За стеной — ни звука. За окном — ни света. Только гул в трубе, похожий на дыхание. И ощущение, что кто-то всё понял. И ждёт.
И в эту тишину, плотную, как вата в ушах, вдруг вошло нечто иное. Гул в трубе, до этого тягучий и низкий, изменился — вытянулся, превратился в тонкую дрожь, как будто кто-то провёл ногтем по внутренней поверхности железа. Не резко — а медленно, со старческой неспешностью, с обидой, выстраданной годами.
Она подняла голову.
– Что?..
Дрогнул свет. На потолке сколыхнулась тень от трубы, став похожей на чьё-то плечо, что склоняется сверху. В воздухе, точно в душной церкви, появилась тяжесть, насыщенная запахом сажи, застарелого угля и чего-то иного — неуловимого, но до боли знакомого. Как когда возвращаешься в дом, где вырос, но где теперь чужие вещи на твоих полках.
И тогда она это услышала.
– Куда кастрюлю дели?.. – проговорили, почти прорычали откуда-то из самой трубы, изнутри металла, из глотки стены. Голос был стариковский, сиплый, полупротяжный, но в нём не было угрозы — была досада. Огорчение. Недоумение. Как будто не злился, а вспоминал.
– Кто это? – выдохнула Лидия. – Кто?
Стук её сердца заглушил всё, но голос — или нечто голосоподобное — отозвался не сразу. Только печь снова зазвенела тонко, чуть заметно, словно дышала на звук.
«Это невозможно. Это гул, ветер, давление. Ветер в трубе. Это просто старая труба».
Она подошла. Руки дрожали. Пальцы коснулись дверцы.
Холодная.
Но подушечка среднего пальца уловила — вибрацию. Тихую, как у больного, у которого дрожит кожа от жара, только наоборот — от холода. Дверца подрагивала, будто с той стороны к ней прикасались. Легко. Привычно.
«Он знает, где я. Он не хочет зла. Он хочет — порядка».
– Кастрюлю... – проговорила она. – Мы в другой варим. Та треснула. Была ржавчина... я не знала, что она твоя.

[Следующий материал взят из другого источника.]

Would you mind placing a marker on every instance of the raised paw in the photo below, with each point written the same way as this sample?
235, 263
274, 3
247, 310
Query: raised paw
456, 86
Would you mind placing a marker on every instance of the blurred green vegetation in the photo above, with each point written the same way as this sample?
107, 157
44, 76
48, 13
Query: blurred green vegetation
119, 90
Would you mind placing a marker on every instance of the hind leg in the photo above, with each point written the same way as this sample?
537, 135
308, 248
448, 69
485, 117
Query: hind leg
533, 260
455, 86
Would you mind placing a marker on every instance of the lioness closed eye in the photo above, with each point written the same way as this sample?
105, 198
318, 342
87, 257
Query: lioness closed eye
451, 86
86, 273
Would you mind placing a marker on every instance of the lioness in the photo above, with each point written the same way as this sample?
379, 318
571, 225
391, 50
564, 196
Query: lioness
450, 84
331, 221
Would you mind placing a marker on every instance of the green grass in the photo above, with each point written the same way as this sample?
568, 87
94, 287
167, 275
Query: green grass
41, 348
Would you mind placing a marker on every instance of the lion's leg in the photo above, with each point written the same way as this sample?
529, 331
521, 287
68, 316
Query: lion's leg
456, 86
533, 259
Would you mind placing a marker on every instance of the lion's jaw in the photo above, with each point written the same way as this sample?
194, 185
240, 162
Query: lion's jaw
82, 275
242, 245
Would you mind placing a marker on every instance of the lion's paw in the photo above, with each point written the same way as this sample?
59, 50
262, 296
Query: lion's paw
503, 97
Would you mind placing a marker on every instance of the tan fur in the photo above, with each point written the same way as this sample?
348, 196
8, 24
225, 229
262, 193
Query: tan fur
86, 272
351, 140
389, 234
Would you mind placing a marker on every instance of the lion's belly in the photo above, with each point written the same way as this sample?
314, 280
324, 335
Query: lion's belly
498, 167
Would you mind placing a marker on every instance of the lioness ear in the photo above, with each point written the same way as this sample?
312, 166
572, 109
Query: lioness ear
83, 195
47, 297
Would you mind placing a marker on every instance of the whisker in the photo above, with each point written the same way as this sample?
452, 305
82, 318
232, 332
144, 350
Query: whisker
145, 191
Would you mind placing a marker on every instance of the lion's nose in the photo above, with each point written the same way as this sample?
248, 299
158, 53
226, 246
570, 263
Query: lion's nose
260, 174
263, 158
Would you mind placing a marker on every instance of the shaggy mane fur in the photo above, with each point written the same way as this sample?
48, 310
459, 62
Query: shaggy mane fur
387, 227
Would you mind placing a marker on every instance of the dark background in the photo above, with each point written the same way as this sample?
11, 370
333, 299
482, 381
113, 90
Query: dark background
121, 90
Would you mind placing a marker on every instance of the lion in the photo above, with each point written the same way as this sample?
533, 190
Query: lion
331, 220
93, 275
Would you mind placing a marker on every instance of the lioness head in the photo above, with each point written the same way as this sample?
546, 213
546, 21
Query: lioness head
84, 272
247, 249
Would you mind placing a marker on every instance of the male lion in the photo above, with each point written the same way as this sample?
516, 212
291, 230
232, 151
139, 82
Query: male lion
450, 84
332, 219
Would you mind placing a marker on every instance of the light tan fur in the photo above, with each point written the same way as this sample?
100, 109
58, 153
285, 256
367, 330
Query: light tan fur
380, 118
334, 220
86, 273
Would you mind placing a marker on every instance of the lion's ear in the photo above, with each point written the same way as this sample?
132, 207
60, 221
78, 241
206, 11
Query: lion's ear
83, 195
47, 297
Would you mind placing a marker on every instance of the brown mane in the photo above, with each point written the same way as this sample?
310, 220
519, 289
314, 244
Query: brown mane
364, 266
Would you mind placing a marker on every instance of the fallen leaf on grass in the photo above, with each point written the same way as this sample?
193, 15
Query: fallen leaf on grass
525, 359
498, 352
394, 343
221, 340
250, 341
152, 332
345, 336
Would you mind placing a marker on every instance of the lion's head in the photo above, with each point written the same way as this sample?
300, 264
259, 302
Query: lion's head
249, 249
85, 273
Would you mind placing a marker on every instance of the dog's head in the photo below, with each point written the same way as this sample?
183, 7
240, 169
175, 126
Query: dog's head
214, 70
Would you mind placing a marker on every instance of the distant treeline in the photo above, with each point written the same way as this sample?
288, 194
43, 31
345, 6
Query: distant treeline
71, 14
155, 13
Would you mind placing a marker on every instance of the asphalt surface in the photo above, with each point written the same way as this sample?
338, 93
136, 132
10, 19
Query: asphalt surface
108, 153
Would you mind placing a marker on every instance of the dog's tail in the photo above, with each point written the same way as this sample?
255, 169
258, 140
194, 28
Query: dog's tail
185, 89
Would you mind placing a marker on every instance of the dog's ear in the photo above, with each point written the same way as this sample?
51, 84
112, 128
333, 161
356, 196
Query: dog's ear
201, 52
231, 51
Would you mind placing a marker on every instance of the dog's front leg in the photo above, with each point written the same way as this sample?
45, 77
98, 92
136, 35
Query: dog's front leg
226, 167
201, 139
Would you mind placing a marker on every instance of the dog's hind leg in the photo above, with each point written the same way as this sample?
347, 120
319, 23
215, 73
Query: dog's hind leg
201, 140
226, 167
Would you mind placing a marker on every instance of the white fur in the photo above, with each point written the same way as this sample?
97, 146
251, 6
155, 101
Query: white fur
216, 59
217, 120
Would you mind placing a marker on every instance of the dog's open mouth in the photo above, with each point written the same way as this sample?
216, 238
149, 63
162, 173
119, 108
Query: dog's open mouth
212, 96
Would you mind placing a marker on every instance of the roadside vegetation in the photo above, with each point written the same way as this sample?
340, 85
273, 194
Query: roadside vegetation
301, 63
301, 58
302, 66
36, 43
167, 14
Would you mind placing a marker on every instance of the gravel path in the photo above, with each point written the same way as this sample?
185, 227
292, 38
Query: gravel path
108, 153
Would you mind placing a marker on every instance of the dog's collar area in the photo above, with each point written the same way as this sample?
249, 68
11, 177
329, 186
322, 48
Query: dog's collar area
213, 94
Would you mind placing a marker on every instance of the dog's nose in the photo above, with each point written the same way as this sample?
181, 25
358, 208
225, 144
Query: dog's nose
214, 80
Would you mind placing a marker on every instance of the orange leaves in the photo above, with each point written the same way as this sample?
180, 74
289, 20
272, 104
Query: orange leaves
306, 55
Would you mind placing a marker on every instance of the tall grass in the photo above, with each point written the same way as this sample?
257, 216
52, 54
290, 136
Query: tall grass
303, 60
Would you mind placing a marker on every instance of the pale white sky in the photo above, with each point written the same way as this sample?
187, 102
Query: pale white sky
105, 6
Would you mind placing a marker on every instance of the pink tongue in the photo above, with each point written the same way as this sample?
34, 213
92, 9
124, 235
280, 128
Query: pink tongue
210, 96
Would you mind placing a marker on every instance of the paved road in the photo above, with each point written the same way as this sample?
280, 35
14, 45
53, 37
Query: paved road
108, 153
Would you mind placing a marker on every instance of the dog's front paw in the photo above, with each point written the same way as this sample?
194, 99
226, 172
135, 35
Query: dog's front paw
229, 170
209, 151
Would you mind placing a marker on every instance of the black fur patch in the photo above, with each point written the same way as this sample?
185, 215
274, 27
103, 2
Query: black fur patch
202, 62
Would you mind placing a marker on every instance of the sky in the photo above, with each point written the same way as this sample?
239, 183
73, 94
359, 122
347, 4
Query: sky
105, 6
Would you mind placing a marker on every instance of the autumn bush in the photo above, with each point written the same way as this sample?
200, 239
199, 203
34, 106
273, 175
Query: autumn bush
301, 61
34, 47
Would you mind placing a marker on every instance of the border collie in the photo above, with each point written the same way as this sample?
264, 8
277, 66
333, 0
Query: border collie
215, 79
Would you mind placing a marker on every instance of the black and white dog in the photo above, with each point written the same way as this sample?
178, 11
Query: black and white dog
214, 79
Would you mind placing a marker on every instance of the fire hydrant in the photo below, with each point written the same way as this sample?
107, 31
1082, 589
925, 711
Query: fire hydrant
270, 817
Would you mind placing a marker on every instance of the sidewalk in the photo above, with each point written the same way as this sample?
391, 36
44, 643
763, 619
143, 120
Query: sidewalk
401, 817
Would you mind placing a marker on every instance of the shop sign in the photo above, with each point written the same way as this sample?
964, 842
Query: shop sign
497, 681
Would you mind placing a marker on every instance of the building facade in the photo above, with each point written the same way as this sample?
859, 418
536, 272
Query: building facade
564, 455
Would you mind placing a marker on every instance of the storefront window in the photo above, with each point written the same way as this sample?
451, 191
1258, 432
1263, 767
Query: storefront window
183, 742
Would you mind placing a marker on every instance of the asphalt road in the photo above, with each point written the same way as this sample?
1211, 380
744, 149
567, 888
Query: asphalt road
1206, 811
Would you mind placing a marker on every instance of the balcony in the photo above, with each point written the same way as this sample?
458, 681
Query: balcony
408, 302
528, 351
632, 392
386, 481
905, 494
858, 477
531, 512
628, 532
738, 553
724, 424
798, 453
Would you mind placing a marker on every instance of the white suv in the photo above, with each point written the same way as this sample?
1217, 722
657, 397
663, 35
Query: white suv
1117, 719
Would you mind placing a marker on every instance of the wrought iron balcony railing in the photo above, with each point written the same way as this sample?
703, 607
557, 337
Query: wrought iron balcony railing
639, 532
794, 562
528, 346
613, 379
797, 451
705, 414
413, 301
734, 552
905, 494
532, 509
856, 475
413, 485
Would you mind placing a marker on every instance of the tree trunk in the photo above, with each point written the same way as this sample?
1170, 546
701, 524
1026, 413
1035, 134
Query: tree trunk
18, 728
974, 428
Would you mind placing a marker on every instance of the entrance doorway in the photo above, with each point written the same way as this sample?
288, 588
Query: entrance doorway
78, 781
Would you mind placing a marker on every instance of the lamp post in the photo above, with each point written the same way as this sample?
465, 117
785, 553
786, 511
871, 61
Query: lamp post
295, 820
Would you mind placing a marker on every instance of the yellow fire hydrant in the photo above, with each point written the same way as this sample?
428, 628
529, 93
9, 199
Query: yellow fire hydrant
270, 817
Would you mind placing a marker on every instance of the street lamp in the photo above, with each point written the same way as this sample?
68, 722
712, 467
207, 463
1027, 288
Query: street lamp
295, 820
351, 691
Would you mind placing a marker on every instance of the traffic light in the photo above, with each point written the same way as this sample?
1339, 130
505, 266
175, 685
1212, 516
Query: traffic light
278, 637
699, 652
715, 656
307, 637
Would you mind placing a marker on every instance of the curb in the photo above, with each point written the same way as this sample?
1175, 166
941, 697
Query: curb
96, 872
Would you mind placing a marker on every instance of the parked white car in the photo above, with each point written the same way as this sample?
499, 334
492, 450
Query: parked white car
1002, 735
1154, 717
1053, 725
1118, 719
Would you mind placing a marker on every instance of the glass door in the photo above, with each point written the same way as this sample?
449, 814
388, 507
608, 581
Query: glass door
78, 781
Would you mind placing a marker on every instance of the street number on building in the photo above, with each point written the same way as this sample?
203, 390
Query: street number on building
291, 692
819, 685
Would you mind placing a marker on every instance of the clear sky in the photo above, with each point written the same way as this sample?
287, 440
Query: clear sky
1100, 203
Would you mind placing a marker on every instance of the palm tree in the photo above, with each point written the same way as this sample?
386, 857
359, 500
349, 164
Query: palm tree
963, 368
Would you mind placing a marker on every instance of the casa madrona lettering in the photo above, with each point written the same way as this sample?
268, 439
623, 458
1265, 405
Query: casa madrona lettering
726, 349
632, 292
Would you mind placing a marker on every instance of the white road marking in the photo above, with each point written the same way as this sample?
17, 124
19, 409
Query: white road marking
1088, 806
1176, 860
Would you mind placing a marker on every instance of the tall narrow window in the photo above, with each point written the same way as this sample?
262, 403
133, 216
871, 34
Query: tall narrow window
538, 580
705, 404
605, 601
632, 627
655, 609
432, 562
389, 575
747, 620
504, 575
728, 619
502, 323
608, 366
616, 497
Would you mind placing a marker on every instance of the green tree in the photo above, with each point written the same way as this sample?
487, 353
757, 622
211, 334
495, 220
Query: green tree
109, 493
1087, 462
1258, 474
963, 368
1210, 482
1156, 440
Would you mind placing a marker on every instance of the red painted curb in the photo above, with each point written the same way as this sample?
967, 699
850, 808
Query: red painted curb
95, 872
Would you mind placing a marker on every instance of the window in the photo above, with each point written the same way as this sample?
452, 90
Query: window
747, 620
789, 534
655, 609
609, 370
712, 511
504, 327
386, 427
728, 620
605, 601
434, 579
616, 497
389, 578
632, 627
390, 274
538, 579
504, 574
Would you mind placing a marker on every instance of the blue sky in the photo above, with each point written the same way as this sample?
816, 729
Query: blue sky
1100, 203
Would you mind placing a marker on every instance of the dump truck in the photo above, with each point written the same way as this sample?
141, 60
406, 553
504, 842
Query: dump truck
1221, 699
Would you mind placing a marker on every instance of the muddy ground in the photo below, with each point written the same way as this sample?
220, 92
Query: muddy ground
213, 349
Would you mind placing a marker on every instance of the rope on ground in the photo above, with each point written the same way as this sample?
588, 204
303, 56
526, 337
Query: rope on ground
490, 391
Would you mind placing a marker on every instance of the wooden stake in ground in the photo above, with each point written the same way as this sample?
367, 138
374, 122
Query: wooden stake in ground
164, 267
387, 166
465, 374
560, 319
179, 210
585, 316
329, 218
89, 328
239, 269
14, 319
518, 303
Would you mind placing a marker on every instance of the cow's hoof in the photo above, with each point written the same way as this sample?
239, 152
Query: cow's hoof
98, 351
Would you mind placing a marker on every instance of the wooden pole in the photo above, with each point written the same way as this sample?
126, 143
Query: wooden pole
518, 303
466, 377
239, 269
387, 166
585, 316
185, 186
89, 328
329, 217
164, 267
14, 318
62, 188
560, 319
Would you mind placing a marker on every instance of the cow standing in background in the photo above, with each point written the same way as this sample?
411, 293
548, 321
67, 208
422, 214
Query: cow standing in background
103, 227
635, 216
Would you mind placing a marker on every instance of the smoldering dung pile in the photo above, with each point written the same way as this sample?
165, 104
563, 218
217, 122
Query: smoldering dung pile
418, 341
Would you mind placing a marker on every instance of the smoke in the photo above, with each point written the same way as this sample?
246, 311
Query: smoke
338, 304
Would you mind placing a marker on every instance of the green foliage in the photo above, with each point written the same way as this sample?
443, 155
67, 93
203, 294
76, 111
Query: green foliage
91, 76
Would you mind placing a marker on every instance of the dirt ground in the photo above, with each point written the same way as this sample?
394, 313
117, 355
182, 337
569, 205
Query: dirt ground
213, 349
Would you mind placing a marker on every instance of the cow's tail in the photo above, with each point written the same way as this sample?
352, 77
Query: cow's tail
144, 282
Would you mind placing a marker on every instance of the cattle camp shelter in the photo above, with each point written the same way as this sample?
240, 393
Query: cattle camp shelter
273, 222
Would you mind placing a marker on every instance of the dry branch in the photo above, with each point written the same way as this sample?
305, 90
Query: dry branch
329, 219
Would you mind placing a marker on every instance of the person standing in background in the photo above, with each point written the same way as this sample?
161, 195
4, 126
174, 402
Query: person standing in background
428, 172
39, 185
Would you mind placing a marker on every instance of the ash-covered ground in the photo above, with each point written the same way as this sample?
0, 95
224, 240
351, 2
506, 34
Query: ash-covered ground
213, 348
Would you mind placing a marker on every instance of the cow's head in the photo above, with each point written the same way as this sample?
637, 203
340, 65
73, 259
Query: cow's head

Ничего. Молчание. Но не полное. Слушающее. Она почувствовала это почти телесно — как ощущаешь, что на тебя смотрят из-за занавески. Не видишь — но знаешь.
– Мы сохранили печь. Не выбросили. Мы тебя не разрушили. Мы просто... просто не знали, как правильно.
«Ты не злишься. Ты обижаешься. Это хуже».
Она оглянулась на проход в коридор — света не было, только чуть-чуть от лампы. Григорий спал. Дети — в своей комнате. Тишина. Но в ней — дыхание. Его дыхание.
– Я всё поняла, – сказала она вдруг. Голос был твёрже, чем сердце. – Ты хочешь, чтобы всё стояло как раньше. Ты привык. А мы вторглись.
Тоненький скрип металла вновь прозвучал из трубы. Как ответ. Как да. Как упрёк — но не проклятие.
– Я принесу старую посуду, – пообещала она. – Если ты этого хочешь. Только скажи. Мы ведь можем сосуществовать, правда? Мы не враги.
«Он ведь помнит. Помнит, как пахло щами. Как откидывали заслонку. Как сидели у печи, и руки грели, и не боялись. Не нас он боится — а того, что будет забыто».
Она посмотрела на трубы, и на секунду ей показалось — внутри что-то двигается. Не существо, не тень — просто воля. Присутствие. Как будто в доме был старик, слепой, полусонный, обиженный на внуков, но всё ещё хранящий тепло, если его не предавать.